Issue #2 The Divisional Court erred by failing to address the Purchasers’ potential liability
A. The Standard of Review
[74] To determine what standard of review this court is to apply when deciding Issue 2, we must consider the statutory provision which led to that issue coming before this court: Vavilov, at para. 33. In this case, s. 6(1)(a) of the CJA is the relevant provision, as the Tenants obtained leave to appeal the Divisional Court order pursuant to it.
[75] Section 6(1)(a) provides that an appeal lies to this court from an order of the Divisional Court, with leave, “on a question that is not a question of fact alone”. Thus, when an appeal comes before this court pursuant to s. 6(1)(a) of the CJA, the appeal can be on a question of law and/or on a question of mixed law and fact. The only limitation is that the question cannot be one of fact alone. Because the legislation does not indicate what standard of review this court is to apply on appeals heard pursuant to s. 6(1)(a), it is necessary to characterize the nature of Issue 2 to determine what standard of review applies. Thus, the question becomes, does Issue 2 raise a question of law or a question of mixed law and fact? If the former, the correctness standard of review applies. If the latter, absent an extricable error in principle, deference is owed to the Divisional Court decision.
[76] As I explain below, Issue 2 raises a question of law. Therefore, this court must review the Divisional Court decision on the Purchasers’ potential liability on a correctness standard.
B. Analysis
[77] The Tenants’ appeal to the Divisional Court required that court to determine whether the Board committed errors on questions of law. The Divisional Court dismissed the appeal on the basis that the Board made no such errors. However, as I have explained, the Board did err on questions of law by, among other things, failing to address the Purchasers’ potential liability. It was an error of law for the Divisional Court to fail to identify and address that Board error of law.
[78] I would add that, in the circumstances of this case, the Divisional Court’s error is perhaps understandable. There is nothing in the Board reasons to alert the Divisional Court to the issue of the Purchasers’ potential liability. Furthermore, the parties did not squarely address this issue before the Divisional Court. Nonetheless, on a fair reading of the Tenants’ documents and submissions before the Board, it is apparent that the Purchasers’ potential liability was a live issue which the Board was required to address.
VI. disposition
[79] Accordingly, I would grant the appeal and remit the matter to the Board for redetermination, in accordance with these reasons.

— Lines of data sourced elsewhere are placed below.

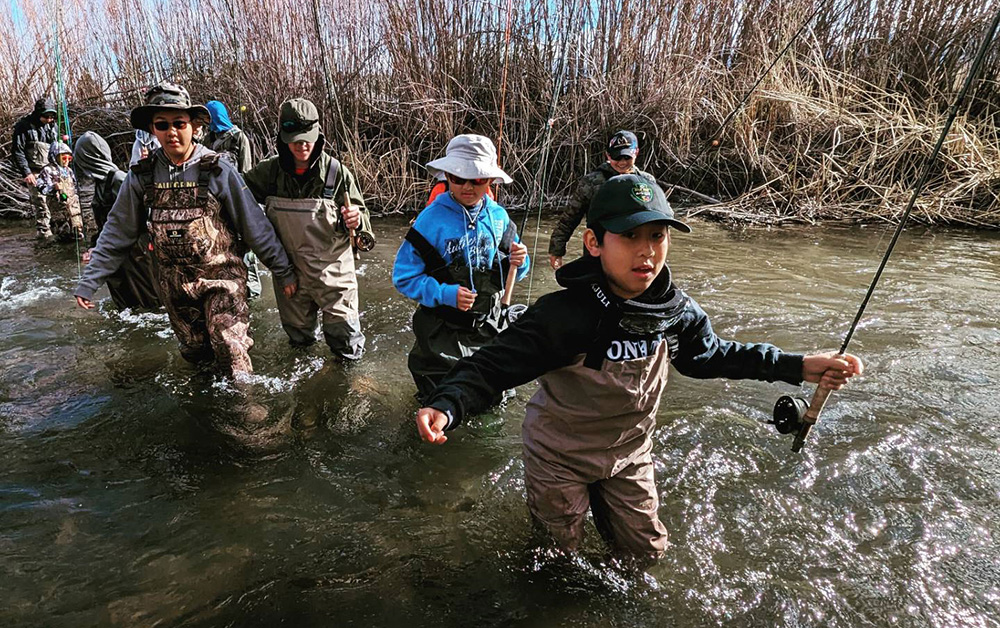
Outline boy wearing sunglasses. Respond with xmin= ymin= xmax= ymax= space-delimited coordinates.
xmin=416 ymin=174 xmax=863 ymax=562
xmin=10 ymin=98 xmax=56 ymax=240
xmin=75 ymin=82 xmax=296 ymax=376
xmin=246 ymin=98 xmax=374 ymax=361
xmin=392 ymin=135 xmax=528 ymax=401
xmin=549 ymin=131 xmax=656 ymax=270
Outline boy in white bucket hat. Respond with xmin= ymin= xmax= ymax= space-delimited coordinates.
xmin=392 ymin=135 xmax=529 ymax=400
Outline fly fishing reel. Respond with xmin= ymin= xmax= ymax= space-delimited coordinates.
xmin=354 ymin=231 xmax=375 ymax=253
xmin=503 ymin=303 xmax=528 ymax=325
xmin=768 ymin=395 xmax=809 ymax=434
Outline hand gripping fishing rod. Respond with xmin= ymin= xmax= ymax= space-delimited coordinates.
xmin=770 ymin=11 xmax=1000 ymax=452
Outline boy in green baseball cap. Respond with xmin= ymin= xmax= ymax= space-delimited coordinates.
xmin=416 ymin=174 xmax=863 ymax=562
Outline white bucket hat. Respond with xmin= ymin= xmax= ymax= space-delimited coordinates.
xmin=427 ymin=135 xmax=513 ymax=183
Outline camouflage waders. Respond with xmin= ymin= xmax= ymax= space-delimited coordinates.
xmin=46 ymin=177 xmax=86 ymax=242
xmin=266 ymin=196 xmax=365 ymax=360
xmin=24 ymin=141 xmax=52 ymax=238
xmin=135 ymin=155 xmax=253 ymax=374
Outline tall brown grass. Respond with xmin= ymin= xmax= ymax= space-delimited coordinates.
xmin=0 ymin=0 xmax=1000 ymax=226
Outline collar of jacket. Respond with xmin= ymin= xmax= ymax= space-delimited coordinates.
xmin=556 ymin=257 xmax=688 ymax=319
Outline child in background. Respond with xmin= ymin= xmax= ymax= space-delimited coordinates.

[80] Neither the Tenants nor the Board seek costs of the appeal and I would award none. In light of the result, however, I would set aside the costs orders made against the Tenants by the Divisional Court.
Released: November 28, 2023 “E.E.G.” “E.E. Gillese J.A.” “I agree. M.L. Benotto J.A.” “I agree. J. Copeland J.A.”
Footnotes:
[1] It is unclear who Embleton Homes, as opposed to Embleton Homes Inc., is. However, both names appear in the style of cause of the Divisional Court order in this matter. In accordance with standard practice in this court, we have followed suit.
[2] A fourth person – Hendricka Van Wissen – was originally named on the Tenants’ Board applications but her name was removed because she died before the hearing.
[3] Form 160 is a Ontario Real Estate Association form for use by a registrant to disclose an interest in the acquisition of a property.
[4] In their materials before the Divisional Court, the parties state that notification of the change of purchaser to Embleton Homes Inc. was sent from the lawyer for the Original Purchasers to the lawyer for the Vendor Landlords. However, at para. 7 of its reasons, the Divisional Court said that the Vendor Landlords were notified by the Original Purchasers’ lawyer that title would be taken by a corporation, Embleton Homes Inc..
[5] Section 210(1): Any person affected by an order of the Board may appeal the order to the Divisional Court within 30 days after being given the order, but only on a question of law.
[6] Section 210(1) of the RTA is set out at footnote 5 above.